Friday, January 25, 2008

23.i.08 HIS 310 Field Trip

This evening we experimented with an out-of-school experience, meeting at the Prince Street Cafe. I borrowed a laptop from the college so we could refer to the documents in the Avalon Project at Yale. I had begun work on a chronology of significant dates leading up to the War of Independence and was ready to give a talk on that, but we spent most of the class session considering topics for the first writing project, which is to center on some idea or event which influenced the constitution (or the Constitution) of the United States. In the syllabus, I had listed several possible topics.

Students selected the following as tentative topics:

John Locke's theory of government
Native American governmental forms
Cultural unity and diversity in the British colonies in North America.
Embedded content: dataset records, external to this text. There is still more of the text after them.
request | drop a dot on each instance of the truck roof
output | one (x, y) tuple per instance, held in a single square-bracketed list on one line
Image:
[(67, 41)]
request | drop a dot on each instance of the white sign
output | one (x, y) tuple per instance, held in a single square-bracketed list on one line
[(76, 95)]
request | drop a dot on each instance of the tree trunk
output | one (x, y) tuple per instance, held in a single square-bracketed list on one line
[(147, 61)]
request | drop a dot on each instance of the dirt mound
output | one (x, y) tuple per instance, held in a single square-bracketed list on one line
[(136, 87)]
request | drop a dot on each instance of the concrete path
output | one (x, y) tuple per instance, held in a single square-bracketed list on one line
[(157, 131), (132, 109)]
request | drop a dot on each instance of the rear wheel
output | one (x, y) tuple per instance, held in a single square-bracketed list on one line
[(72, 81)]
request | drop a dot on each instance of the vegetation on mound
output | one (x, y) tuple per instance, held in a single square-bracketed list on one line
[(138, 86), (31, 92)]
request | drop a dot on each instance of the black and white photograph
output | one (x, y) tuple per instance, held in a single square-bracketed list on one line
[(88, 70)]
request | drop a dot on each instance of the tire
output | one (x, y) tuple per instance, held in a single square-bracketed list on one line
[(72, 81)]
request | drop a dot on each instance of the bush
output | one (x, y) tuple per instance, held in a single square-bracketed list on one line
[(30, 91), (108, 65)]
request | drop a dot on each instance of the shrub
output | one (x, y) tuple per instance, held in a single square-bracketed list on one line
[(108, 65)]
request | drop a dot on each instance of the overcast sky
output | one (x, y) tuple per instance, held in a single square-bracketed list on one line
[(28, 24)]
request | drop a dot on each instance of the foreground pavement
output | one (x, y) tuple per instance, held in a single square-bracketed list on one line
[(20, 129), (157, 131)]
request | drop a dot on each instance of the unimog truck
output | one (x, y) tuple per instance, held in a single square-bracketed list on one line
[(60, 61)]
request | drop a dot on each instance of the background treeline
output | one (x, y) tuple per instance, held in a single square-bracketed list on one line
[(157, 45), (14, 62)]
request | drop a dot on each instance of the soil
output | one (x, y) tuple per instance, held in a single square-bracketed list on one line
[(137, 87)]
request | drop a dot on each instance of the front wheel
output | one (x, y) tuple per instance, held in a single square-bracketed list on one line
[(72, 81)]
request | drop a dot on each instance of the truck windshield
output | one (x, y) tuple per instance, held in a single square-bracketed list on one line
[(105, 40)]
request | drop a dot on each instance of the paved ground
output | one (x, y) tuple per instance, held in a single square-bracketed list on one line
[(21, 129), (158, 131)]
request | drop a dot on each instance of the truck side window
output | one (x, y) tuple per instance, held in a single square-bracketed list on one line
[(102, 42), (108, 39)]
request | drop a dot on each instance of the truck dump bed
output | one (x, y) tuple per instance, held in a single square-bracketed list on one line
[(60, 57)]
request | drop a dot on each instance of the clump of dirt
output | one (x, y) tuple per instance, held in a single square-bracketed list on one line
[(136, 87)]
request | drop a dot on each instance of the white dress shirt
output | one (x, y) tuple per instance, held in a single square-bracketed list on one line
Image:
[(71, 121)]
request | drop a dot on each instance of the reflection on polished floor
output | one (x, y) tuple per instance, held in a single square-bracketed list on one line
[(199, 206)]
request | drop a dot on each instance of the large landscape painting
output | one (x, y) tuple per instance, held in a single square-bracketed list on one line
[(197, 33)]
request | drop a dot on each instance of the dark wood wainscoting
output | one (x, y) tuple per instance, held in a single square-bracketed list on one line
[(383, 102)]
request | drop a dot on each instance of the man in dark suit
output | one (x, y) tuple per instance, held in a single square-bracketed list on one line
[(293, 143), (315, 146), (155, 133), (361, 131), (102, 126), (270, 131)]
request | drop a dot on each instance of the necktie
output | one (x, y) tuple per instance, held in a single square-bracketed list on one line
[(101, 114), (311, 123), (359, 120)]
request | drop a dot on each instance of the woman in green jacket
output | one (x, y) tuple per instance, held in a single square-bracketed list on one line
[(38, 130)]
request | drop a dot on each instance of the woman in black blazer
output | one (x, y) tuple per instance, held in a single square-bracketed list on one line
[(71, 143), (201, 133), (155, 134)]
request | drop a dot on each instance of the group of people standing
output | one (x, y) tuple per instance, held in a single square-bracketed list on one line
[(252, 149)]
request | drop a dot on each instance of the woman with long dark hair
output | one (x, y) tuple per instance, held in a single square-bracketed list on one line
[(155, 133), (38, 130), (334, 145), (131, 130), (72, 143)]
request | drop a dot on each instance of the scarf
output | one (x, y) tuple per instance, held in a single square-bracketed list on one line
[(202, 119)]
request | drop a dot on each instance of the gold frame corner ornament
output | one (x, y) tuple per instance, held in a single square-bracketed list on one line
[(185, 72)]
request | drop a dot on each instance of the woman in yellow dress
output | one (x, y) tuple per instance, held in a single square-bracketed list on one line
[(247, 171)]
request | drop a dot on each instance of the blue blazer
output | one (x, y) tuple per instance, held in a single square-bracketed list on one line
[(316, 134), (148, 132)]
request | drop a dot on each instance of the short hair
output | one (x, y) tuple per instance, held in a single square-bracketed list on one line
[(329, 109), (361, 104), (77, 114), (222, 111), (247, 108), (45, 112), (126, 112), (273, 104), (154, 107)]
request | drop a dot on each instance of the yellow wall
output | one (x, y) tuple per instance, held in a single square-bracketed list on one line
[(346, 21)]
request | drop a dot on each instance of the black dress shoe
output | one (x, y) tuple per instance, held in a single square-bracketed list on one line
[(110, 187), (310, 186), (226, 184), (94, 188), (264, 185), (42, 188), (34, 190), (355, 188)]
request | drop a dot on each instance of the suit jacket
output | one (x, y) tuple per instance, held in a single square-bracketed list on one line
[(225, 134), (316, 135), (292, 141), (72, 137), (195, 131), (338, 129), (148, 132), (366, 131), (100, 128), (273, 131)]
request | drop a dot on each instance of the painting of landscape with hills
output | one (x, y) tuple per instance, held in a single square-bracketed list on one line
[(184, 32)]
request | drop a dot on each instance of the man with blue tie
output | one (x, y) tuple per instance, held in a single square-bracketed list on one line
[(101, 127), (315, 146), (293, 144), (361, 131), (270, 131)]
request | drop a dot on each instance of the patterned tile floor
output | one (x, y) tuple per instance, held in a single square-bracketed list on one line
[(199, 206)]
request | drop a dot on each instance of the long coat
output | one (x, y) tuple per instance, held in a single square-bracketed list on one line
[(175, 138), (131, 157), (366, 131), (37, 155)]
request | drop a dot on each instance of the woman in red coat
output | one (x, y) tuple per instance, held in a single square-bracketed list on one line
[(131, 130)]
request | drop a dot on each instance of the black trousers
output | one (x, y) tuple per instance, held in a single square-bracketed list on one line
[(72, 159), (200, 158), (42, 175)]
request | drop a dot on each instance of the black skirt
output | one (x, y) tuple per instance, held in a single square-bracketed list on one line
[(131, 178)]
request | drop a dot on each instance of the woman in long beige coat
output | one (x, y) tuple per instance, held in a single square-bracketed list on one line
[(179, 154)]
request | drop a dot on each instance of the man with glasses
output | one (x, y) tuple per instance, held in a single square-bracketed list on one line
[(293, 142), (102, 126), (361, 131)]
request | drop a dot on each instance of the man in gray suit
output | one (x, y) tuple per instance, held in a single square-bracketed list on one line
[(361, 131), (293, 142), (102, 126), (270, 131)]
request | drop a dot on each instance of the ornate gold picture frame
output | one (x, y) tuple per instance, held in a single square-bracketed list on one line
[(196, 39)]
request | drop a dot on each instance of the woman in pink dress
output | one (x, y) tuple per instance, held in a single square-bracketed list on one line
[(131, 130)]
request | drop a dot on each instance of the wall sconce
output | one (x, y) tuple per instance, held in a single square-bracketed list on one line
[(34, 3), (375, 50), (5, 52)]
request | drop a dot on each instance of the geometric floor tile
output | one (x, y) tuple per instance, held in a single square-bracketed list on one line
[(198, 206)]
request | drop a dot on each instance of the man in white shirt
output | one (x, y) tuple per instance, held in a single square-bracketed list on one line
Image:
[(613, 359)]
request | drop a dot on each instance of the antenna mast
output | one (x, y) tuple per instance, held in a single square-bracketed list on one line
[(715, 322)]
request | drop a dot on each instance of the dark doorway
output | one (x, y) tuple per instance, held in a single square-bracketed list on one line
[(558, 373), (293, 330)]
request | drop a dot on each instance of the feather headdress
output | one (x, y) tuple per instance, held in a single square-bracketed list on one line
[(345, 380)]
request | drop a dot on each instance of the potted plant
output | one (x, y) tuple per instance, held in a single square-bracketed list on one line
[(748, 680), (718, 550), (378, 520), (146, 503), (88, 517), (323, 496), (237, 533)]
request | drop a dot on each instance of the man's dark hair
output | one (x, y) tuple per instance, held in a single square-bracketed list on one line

On Locke, I pointed to "The Fundamental Constitutions of Carolina, March 1 1669". This is interesting on several points. It is one of two frames of government in North America (the other is Pennsylvania's) that reflect a connection with Locke; this one is directly attributed to him, although it was amended (and this is another very interesting point) by Lord Shaftesbury (Anthony Ashley Cooper), who is notable as advocating "moral sense" theory of ethics. Another point of interest is that the "Constitutions" of 1669 present what amounts to a feudal structure for the province, which seems somehow antithetical to Locke's basic position on government. Also, articles 95 through 110 deal with religion in a quite liberal fashion for the period, and these are well worth examining. Article 110 is particularly interesting on another point as well, which may be clear on reading it.

On Native government, I point to William Fenton's The Great Law and the Longhouse: A Political History of the Iroquois Confederacy (Norman: U Oklahoma P, 1998). Another good source for local Native documents is Barry Kent's Susquehanna's Indians (Harrisburg: PHMC, 1984).

On the cultural diversity of the British North American colonies, an excellent starting place is David Hackett Fischer's Albion's Seed: Four British Folkways in America (2nd ed, NY: Oxford UP, 1998).